Brief description of study

This is an open label, randomized, multi-center, comparative study. Subjects will be screened prior to study entry to establish eligibility. 100 Subjects who meet all the selection criteria will be randomly assigned 1:1:1:1:1 to (A) QL007 100 mg QD+ Tenofovir dipirofurate fumarate TDF300 mg QD, (B) QL007 200 mg QD+ TDF 300 mg QD, (C) QL007 400 mg QD+ TDF 300 mg QD, (D) QL007 200 mg BID+ TDF 300 mg QD, (E) TDF 300 mg QD.

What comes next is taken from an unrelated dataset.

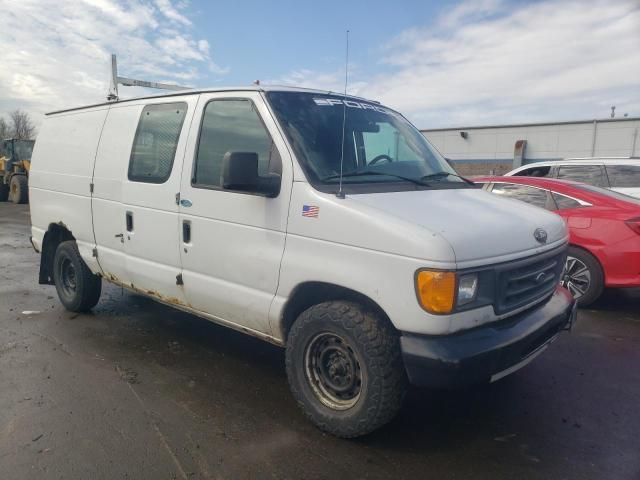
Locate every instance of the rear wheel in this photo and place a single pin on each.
(583, 276)
(345, 368)
(19, 191)
(78, 288)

The purpose of this study was to evaluate the efficacy and safety of QL-007 in combination with TDF in HBeAg positive patients with chronic hepatitis b, and to recommend a reasonable regimen for phase III study.

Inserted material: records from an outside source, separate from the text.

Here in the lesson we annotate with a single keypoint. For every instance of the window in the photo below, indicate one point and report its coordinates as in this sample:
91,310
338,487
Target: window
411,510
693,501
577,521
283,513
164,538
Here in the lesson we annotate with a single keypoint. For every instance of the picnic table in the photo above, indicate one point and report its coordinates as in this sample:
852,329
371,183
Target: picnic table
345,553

Detailed Study Description

The subjects received the drug treatment for a total of 96 weeks, which was divided into two stages: the first stage: 0-24 weeks as the core treatment period and 25-48 weeks as the extended treatment period. The second stage: 49-96 weeks is the extended treatment periodsubjects will enter the second stage of treatment according to the dose of the first stage. When the efficacy data of the first phase determine the optimal dose of QL-007, all subjects entering the second phase will receive the optimal dose of QL-007 and continue treatment with tenofovir dipirofurate fumarate (QL-007 XX mg+TDF) for the second phase 49-96 weeks of extended treatment.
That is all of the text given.